Biodiesel Tax Credit Advances Despite Major Environmental and Climate Concerns

Food-based biofuels fail to address climate crisis and contribute to environmental destruction in the U.S. and around the world

WASHINGTON, D.C. – Despite environmental and climate concerns about the use of food-based biofuels, in particular soy biodiesel, the House of Representatives Ways and Means Committee voted to advance HR 3301, which provides a two year extension for the Biodiesel Tax Credit at a cost of approximately $3 billion annually.

In response, Clean Air Task Force and National Wildlife Federation have joined with Mighty Earth in calling for the tax credit to be scaled down to include only more environmentally friendly biofuels, such as waste-based or cellulosic. In its letter to legislators, the coalition voiced serious concerns about the harmful effects of food-based biodiesels, including water pollution in the Midwest and the destruction of natural prairie and forest ecosystems, which releases roughly the same amount of carbon into the atmosphere as the biodiesel proponents claim that it saves. The letter also quoted a New York Times 2018 exposé that quantified biodiesel’s global impacts, noting that U.S. policy supports for biodiesel from virgin oils can be directly linked to “accelerated destruction of Borneo’s forests and the largest single-year global increase in carbon emissions in two millenniums.” 

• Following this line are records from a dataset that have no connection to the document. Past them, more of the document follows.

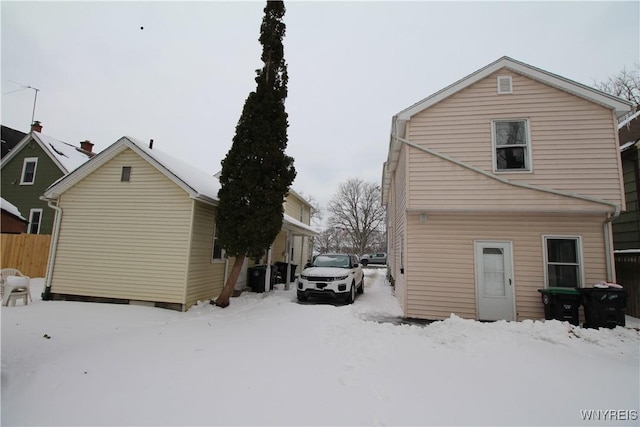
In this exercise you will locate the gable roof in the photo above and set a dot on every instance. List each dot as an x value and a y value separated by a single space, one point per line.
200 185
619 105
629 132
10 138
66 156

“It is disappointing to see this shortsighted policy advance yet again,” said Mighty Earth Campaign Director Rose Garr. “Food-based biofuels are simply not a serious way to respond to the climate crisis, and the longer Congress pretends otherwise the worse shape we’ll be in. The environmental and climate concerns about food-based biofuels are well-established at this point. There is no excuse for continuing to support an environmentally damaging policy that does nothing to fight climate change and, in fact, can make the problem worse.”

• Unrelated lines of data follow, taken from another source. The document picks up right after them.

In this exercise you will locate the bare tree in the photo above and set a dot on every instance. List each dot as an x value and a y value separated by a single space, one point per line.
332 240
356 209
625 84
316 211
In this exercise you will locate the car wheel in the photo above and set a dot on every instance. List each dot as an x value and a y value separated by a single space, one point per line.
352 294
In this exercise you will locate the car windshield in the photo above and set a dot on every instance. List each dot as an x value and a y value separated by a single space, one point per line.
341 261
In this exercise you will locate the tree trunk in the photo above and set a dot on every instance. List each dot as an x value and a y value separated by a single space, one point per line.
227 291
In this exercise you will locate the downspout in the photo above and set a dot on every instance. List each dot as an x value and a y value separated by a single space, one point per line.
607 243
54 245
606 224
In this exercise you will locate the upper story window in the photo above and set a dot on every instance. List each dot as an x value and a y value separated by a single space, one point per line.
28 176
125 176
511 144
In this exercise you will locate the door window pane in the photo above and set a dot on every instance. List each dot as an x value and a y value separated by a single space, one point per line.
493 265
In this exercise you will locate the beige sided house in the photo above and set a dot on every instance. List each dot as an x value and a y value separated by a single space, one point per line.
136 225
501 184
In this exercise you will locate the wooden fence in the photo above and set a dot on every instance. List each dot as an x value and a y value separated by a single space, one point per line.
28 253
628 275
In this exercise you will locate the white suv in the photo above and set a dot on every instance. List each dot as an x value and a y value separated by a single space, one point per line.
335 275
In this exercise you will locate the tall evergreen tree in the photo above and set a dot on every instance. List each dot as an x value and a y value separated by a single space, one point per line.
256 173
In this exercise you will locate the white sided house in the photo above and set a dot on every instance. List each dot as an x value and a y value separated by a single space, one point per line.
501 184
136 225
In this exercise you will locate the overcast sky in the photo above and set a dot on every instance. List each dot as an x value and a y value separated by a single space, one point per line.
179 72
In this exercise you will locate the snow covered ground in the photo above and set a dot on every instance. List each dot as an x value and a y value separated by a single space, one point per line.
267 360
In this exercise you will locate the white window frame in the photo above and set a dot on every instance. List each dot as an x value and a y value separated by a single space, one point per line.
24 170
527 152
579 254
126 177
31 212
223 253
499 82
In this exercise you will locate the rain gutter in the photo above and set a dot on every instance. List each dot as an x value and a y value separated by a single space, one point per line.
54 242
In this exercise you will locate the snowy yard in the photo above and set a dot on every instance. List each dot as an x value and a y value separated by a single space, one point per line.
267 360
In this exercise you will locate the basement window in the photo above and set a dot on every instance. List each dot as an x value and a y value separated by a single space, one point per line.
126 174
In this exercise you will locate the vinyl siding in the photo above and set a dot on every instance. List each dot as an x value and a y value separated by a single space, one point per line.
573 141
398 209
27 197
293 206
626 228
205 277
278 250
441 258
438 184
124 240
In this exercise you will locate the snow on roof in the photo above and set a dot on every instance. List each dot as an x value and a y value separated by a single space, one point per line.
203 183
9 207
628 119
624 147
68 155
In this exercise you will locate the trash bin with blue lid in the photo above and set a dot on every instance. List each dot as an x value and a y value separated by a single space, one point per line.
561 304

The full letter is reprinted below.

June 20, 2019

Dear Representative,

As organizations concerned about climate change, conservation, and food security, we are writing to communicate our concern about the potential reauthorization of the Biodiesel Tax Credit.

Although waste-based biodiesel appears to offer environmental benefits, most of the biodiesel consumed in the United States is made from virgin vegetable oils like soy, canola and palm. By increasing overall demand for vegetable oil, increased biodiesel production puts pressure on agricultural commodity markets and spurs increased agricultural production, which in turn causes the destruction of native habitats and pollutes clean water supplies[1]. Once emissions from related land use change are fully considered, the climate impact of food-based biodiesel is likely on par with or worse than that of fossil fuels[2]. In short, conventional, food-based biodiesel is neither a ‘green’ fuel nor an effective climate change mitigation tool.

A recent New York Times and ProPublica investigation (full article enclosed) into this issue revealed the links between U.S. policy supports for biodiesel and land conversion and climate emissions around the world, especially in southeast Asia. Due to food and land displacement issues, which provided large new markets for palm oil, U.S. policy supports for biodiesel from virgin oils can be directly linked to “accelerated destruction of Borneo’s forests” and “the largest single-year global increase in carbon emissions in two millenniums, an explosion that transformed Indonesia into the world’s fourth-largest source of such emissions.”

As you consider whether and how to offer tax credit support to various technologies through the energy extenders package, we urge you to refrain from subsidizing food-based biodiesel. A better path may be to narrow the scope of the credit to support only truly advanced biodiesels made from ultra-low carbon and waste-based feedstocks, like those that are given preference by the Low Carbon Fuel Standard programs in California and Oregon. We encourage you to limit your support to the type of biofuels that have the potential to improve our environment and climate.

We hope that we will have the opportunity to further discuss this issue with you and your staff.


Rose Garr
Mighty Earth

Jonathan Lewis
Clean Air Task Force

David DeGennaro
National Wildlife Federation

[1] Searle, S. “How Rapeseed and Soy Biodiesel Drive Oil Palm Expansion.” The International Council on Clean Transportation. Briefing. July 2017; US Environmental Protection Agency (EPA), Biofuels and the Environment: The Second Triennial Report to Congress (2018 Final Report) (hereinafter “Second Triennial”), at 97 (

[2] Hugo Valin, et al. 2015. The Land Use Change Impact of Biofuels Consumed in the EU: Quantification of Area and Greenhouse Gas Impacts, at 39 (Fig. 15).